Why? Because I don’t need to implement my own locks and I don’t have to worry about concurrent operations affecting the output. The dispatch ID is unique to the operation, meaning that the documents retrieved are unique to the operation.

Also, MongoDB’s ObjectIds are seeded from the current time, so they will always be unique, and the document now contains when the operation was performed.

I could do something like this:

List<TDocument> toProcess = await collection.Find(Builders<TDocument>.Filter.Eq(x => x.IsProcessed, false))
    .ToListAsync();

... doing some processing


// A concurrent operation could finish before this operation completes, affecting the `toProcess` documents.
await collection.UpdateManyAsync(
    Builders<TDocument>.Filter.In(x => x.Id, toProcess.Select(x => x.Id)),
    Builders<TDocument>.Update.Set(x => x.IsProcessed, true));

The problem with this is that if another concurrent operation is processing records, the other operation could affect the records between the retrieval and update, which would cause a write failure or data loss.

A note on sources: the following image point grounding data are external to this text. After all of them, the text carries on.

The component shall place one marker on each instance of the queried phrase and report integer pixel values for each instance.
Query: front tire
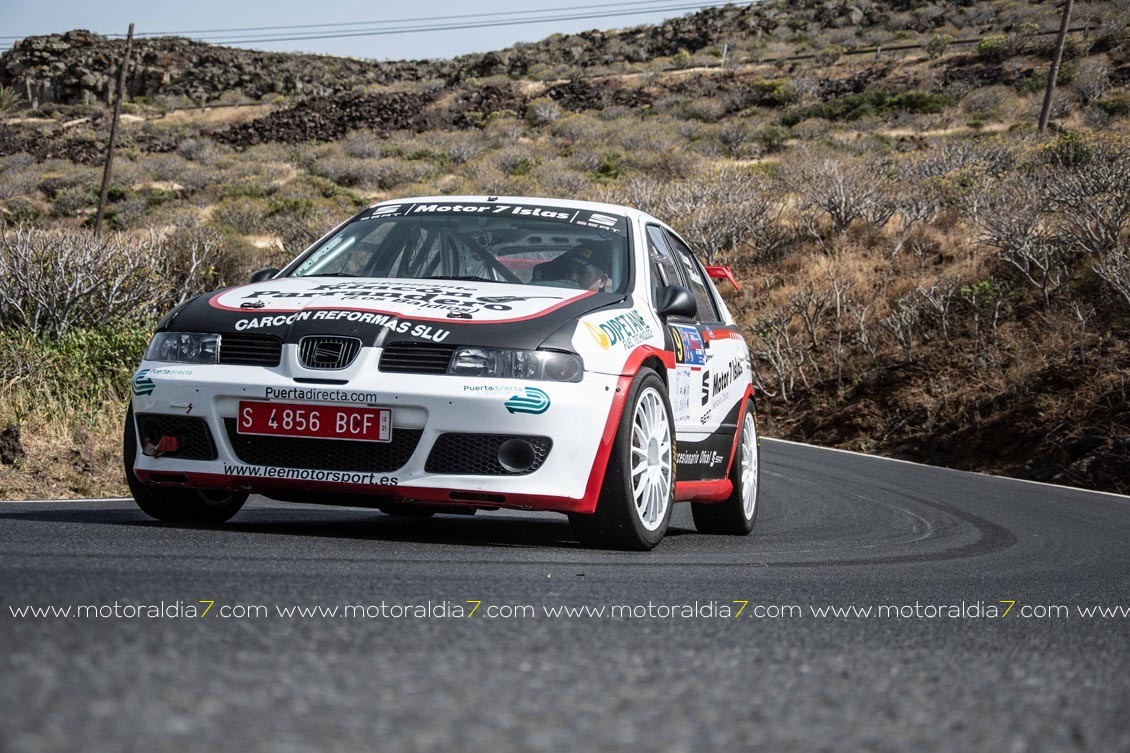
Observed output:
(637, 493)
(173, 503)
(737, 515)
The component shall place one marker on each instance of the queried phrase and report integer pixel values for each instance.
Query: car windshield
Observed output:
(521, 244)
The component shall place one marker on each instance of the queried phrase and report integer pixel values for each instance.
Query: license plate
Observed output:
(315, 421)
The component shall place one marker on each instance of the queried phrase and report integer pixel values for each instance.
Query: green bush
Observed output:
(72, 377)
(1117, 106)
(993, 48)
(871, 104)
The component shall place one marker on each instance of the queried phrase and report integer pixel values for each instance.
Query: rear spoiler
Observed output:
(721, 271)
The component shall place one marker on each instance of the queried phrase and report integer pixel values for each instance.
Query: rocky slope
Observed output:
(78, 67)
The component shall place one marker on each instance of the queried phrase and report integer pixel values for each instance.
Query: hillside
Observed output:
(923, 275)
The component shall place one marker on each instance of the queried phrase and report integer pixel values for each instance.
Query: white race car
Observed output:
(455, 354)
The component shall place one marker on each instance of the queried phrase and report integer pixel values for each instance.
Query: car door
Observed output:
(710, 363)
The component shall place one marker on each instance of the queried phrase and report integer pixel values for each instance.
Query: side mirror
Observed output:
(676, 301)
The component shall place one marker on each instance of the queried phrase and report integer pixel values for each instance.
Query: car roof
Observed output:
(565, 204)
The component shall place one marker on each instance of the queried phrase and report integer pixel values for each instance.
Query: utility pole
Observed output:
(113, 133)
(1053, 74)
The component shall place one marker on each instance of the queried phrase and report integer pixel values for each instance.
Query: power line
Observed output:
(441, 23)
(449, 27)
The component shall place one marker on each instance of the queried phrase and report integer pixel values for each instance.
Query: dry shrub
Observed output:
(58, 279)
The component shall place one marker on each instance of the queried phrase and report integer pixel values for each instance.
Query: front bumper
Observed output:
(435, 455)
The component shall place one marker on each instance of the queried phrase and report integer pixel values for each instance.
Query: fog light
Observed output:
(516, 456)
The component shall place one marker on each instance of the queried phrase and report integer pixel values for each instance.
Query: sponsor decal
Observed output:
(688, 345)
(311, 474)
(707, 458)
(625, 330)
(455, 299)
(582, 217)
(506, 389)
(388, 321)
(314, 395)
(720, 334)
(680, 401)
(728, 375)
(602, 339)
(533, 401)
(144, 383)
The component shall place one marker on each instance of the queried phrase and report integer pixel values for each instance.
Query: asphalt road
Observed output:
(834, 529)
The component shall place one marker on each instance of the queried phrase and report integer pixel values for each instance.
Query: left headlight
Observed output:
(183, 347)
(506, 363)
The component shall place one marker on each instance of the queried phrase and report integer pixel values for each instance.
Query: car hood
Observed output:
(379, 311)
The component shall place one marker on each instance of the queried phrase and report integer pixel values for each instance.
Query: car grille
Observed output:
(324, 455)
(477, 455)
(193, 440)
(416, 357)
(321, 352)
(250, 349)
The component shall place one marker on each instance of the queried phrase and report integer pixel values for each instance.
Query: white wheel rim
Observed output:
(748, 467)
(651, 459)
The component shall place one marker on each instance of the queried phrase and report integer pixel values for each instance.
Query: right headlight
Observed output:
(509, 363)
(183, 347)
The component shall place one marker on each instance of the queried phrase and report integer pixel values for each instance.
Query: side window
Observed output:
(694, 273)
(663, 266)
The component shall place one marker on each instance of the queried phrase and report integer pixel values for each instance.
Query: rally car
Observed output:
(460, 353)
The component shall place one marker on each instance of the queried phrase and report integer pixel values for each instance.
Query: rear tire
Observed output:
(175, 503)
(737, 515)
(637, 494)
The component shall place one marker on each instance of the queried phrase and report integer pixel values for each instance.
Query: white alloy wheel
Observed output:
(651, 459)
(749, 466)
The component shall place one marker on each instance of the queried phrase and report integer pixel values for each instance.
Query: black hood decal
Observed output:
(390, 311)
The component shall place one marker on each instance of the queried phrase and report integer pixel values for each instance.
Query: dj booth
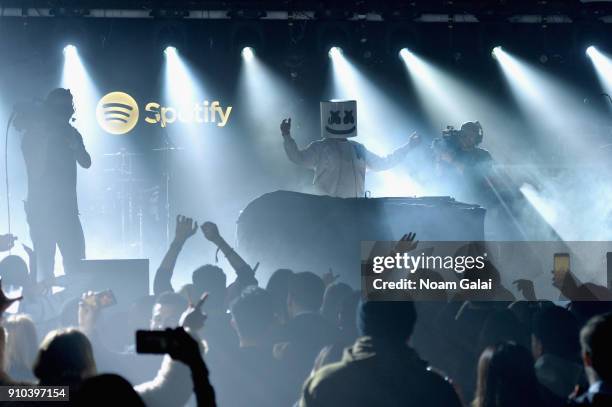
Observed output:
(299, 231)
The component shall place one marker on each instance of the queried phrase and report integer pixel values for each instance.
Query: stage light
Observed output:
(70, 49)
(335, 52)
(496, 51)
(84, 92)
(170, 51)
(377, 115)
(405, 53)
(248, 53)
(602, 63)
(591, 51)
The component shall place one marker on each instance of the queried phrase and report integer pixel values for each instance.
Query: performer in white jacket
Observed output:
(340, 164)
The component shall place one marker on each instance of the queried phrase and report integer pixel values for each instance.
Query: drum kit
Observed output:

What about using findOneAndUpdate ?

findOneAndUpdate updates a document and returns the document in one operation. Here is another solution to the problem:

TDocument? doc = null;
List<TDocument> toProcess = [];
do
{
    doc = await collection.FindOneAndUpdateAsync(
        Builders<TDocument>.Filter.Eq(x => x.IsProcessed, false),
        Builders<TDocument>.Update.Set(x => x.IsProcessed, true));
    if (doc != null)
    {
        toProcess.Add(doc);
    }
}
while (doc != null);

try
{
    ... doing some processing
} catch (Exception ex)
{
    await collection.UpdateManyAsync(
        Builders<TDocument>.Filter.In(x => x.Id, toProcess.Select(x => x.Id)),
        Builders<TDocument>.Update
            .Set(x => x.IsProcessed, false));
    throw;
}

The catch is this from the MongoDB docs

Retryable writes require the findOneAndUpdate() method to copy the entire document into a special side collection for each node in a replica set before it performs the update. This can make findOneAndUpdate() an expensive operation when dealing with large documents or large replica sets.

everything above uses MongoDB.Driver 3.2.1